Rifiuterà davvero un dicastero di prestigio? Sì, ne sono certo. E non sarà un capocorrente né si candiderà alle Europee. Lavorerà nel Pd e per il Pd. Le
boutade su un nuovo partito centrista sono ridicole. Noi il Pd lo abbiamo sognato e costruito, la volontà di Letta è farlo crescere, modernizzarlo, evitando però la deriva del partito di plastica, tutto immagine e slogan.
Pensa alla rivincita, magari alle prossime primarie per Palazzo Chigi? Non penso sia nei suoi progetti. Lui esce da questa esperienza con uno standing molto elevato: è, con Napolitano, la personalità politica italiana più autorevole in Europa e nel mondo. Ha rapporti che vanno oltre la semplice simpatia con i principali leader, a partire da Obama.

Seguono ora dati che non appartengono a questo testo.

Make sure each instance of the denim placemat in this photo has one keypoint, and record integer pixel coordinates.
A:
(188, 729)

Tutto ciò serve e servirà molto all’Italia e alle istituzioni. Voterete la fiducia a Renzi? Si, senza dubbio. Cosa vi ha ferito delle parole del segretario? L’idea della 'palude'. Se c’è uno che ha remato nella palude e l’ha superata, quello è Letta. Renzi, invece, trova una strada non dico pianeggiante, ma almeno pedalabile.
Il Renzi I arriva al 2018? Me lo auguro, ma non ci scommetto. Aver riportato Alfano e Casini nell’orbita di Berlusconi significa una sola cosa: non appena il Cavaliere penserà che sia il tempo di andare a votare, riuscirà ad aprire la crisi.